Raley’s was already worthy of retailer envy because of its affiliation with the prestigious marketing firm DunnhumbyUSA for a loyalty program.
That 6-month-old initiative, called “Something Extra,” enabled personalized customer offers based on consumer purchase histories and individual preferences.
But Raley’s wanted more. So it recently went further by partnering with BzzAgent, the social marketing unit of Dunnhumby, to layer in powerful components involving sampling and social media.
That put the 128-unit chain, based in West Sacramento, Calif., on the leading edge of loyalty program experimentation and makes it worth a closer look.
The newest element, called “Something Extra Try-It,” is being referred to as an “online advocacy program,” as reported by SN recently. Loyalty program customers who register for Try-It and complete surveys can receive free new product samples based on their previous purchase habits.
Recent examples included seasonal products tied to Easter, and specific items like soups, said Malcolm Faulds, senior vice president, BzzAgent, and head of global marketing for Dunnhumby.
So far the focus has been on private label, but the effort will now layer in national brands as well.
Customers who participate are encouraged to spread opinions about these products, both through face-to-face exchanges and via Facebook, Twitter and other social media outlets.
“Social marketing is important for Raley’s and this program helps us identify our best customers online and reward them with experiences they’ll want to share with their friends in social media and in person,” said David Palmer, Raley’s vice president, marketing and customer relationships, in a company statement.
Read more: Raley's Encourages Online Consumer Advocacy
Here are some of the most interesting aspects of the Raley’s strategy:
• It puts customers to work for the retailer, which is a remarkable thing if you think about it. Shoppers aren’t just asked to spread opinions in return for free products, they’re actually scored on things like quality of content submitted and how actively they participate. Low scores make it less likely they’ll be asked to participate in the future.
• It links social media more closely with customer loyalty data so that the people doing the social media advocacy are the most relevant group.
• This is an unusual case because Dunnhumby, which has a deep relationship with Kroger, is partnering with another U.S. grocer. However, Raley’s doesn’t overlap with Kroger markets.
• It represents a new investment direction for Raley’s. The retailer said it has diverted budgeted dollars from other traditional paid media to fund Try-It. That point evokes the recent comments of Safeway’s Steve Burd, chairman and CEO, who said the California-based chain may discontinue print ads in the U.S. by year-end because of the success of its Just for U marketing platform.

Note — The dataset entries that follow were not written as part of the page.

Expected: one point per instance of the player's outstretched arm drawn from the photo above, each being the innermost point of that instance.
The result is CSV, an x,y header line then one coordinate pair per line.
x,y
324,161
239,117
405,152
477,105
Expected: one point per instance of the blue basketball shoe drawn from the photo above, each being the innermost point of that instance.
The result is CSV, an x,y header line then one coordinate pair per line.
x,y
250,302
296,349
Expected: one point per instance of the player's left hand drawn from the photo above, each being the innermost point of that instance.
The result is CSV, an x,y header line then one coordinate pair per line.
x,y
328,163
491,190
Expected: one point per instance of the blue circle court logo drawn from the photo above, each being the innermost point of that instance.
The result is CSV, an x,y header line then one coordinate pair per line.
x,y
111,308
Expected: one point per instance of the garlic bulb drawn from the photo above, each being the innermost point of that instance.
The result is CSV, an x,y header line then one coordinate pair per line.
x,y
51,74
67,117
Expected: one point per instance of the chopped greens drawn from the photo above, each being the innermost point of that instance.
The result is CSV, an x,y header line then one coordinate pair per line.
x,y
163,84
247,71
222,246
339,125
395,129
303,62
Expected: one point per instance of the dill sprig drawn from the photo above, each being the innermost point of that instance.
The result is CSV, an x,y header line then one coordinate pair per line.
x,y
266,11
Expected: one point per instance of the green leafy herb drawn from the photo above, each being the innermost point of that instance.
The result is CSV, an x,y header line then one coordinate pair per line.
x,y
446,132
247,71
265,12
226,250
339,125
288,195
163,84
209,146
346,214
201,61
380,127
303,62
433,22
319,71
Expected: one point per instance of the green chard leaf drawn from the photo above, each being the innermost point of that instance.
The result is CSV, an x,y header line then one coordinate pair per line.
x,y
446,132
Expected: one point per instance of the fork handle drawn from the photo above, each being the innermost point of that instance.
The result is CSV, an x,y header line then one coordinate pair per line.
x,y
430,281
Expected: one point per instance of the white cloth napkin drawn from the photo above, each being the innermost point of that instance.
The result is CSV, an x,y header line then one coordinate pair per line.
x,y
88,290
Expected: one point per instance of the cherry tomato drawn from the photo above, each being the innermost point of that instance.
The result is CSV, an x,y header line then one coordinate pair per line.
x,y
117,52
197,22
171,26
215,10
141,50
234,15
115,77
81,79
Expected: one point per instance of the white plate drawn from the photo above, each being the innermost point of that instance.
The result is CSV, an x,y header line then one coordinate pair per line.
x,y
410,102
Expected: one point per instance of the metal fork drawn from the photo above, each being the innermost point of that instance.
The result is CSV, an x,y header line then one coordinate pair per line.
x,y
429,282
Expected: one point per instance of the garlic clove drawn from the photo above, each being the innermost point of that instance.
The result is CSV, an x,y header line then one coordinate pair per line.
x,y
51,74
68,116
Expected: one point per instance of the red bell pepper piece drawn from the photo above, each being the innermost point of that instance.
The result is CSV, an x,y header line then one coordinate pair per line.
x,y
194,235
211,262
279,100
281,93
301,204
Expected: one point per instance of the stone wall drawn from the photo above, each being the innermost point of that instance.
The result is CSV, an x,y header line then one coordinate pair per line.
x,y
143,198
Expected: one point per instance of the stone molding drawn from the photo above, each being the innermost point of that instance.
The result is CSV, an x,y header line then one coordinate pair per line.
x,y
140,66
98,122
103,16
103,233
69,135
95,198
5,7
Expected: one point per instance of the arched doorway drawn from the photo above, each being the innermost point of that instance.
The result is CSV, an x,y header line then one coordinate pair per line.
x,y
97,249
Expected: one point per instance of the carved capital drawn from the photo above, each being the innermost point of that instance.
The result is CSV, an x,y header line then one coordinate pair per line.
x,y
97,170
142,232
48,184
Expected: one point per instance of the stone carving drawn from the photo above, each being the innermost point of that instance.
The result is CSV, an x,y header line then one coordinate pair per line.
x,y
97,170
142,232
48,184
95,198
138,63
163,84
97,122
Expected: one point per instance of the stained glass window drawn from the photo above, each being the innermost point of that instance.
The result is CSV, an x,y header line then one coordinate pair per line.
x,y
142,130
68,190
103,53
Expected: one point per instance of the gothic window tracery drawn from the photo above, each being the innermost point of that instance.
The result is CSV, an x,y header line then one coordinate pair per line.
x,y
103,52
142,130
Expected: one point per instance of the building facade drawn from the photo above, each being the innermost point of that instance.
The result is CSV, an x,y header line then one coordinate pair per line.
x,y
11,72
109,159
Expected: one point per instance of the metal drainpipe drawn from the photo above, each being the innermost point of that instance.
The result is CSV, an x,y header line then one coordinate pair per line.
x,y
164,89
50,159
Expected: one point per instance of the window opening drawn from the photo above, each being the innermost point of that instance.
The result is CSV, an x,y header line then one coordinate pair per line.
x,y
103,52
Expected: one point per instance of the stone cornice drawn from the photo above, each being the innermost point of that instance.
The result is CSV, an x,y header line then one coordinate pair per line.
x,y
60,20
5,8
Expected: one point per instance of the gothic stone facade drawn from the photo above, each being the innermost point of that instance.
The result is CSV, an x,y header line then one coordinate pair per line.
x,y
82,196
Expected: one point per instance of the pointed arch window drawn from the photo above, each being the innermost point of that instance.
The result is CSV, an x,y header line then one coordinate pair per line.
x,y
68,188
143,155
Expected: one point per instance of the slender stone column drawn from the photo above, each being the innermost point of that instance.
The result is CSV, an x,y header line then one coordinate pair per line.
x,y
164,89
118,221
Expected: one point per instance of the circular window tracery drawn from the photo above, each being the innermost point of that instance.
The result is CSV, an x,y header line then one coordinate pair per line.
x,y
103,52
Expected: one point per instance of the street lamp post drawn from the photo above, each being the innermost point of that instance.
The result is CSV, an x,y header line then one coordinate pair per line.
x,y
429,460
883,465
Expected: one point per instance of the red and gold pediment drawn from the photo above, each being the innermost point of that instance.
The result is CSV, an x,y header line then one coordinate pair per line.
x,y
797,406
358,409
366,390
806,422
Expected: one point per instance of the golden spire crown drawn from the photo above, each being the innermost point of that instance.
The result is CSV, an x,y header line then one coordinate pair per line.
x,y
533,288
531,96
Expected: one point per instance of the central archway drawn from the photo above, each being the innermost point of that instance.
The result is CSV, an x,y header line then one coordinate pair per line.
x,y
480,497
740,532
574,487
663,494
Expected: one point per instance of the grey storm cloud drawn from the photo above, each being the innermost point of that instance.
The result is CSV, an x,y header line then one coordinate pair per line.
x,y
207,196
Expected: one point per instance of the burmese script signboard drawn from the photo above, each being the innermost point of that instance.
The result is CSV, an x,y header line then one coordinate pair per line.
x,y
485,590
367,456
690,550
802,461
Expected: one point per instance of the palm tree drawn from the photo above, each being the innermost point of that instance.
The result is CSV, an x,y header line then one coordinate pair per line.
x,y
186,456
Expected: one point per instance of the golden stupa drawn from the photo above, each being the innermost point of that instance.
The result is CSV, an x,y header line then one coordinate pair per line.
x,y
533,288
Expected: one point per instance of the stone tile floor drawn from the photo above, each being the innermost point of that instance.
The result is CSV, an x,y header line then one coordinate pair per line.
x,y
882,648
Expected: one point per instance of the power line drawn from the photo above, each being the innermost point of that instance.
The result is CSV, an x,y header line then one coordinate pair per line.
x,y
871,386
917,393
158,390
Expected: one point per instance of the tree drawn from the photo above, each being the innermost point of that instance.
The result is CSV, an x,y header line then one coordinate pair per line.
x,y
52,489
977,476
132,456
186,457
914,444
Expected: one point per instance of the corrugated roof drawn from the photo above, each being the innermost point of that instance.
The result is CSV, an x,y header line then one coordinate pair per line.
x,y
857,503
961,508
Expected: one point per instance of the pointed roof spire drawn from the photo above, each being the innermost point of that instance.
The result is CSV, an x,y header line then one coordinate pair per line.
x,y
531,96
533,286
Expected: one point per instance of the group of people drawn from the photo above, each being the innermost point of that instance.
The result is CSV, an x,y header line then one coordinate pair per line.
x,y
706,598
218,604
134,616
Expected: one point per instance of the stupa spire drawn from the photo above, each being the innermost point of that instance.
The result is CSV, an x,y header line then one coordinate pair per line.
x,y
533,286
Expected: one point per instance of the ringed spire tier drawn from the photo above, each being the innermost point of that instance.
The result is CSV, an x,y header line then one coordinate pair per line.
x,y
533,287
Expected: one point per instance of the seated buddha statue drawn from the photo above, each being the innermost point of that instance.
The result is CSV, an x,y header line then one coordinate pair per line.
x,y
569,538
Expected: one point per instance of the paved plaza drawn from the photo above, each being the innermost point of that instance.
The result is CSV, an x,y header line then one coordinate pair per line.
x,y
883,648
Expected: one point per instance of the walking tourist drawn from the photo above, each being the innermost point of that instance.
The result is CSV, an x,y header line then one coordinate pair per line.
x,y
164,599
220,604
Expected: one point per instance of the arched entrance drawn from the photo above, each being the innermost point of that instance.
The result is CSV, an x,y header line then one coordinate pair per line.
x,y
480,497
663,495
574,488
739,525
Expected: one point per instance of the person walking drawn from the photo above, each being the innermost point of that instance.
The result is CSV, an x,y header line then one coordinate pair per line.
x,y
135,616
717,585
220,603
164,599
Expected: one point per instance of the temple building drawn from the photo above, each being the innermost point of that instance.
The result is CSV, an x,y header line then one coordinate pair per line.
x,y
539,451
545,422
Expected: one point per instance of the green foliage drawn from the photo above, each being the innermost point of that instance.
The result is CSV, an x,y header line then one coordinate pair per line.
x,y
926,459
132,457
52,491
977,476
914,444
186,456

You might say the jury is still out on the effectiveness of this nontraditional approach from Raley’s. But here’s a reason to think the ultimate verdict will be success. Something similar was tried in the middle of last year. Kroger and U.K.-based Tesco partnered with BzzAgent to recruit Millennials willing to comment on new products in blogs and social media. Tesco’s efforts focused on the premium ice cream line called ChokaBlok, and the results were conclusive: A double-digit sales increase and a strong ROI that was similar to results of targeted direct response vehicles.
That’s the kind of outcome that makes it likely we’ll see more efforts along these lines.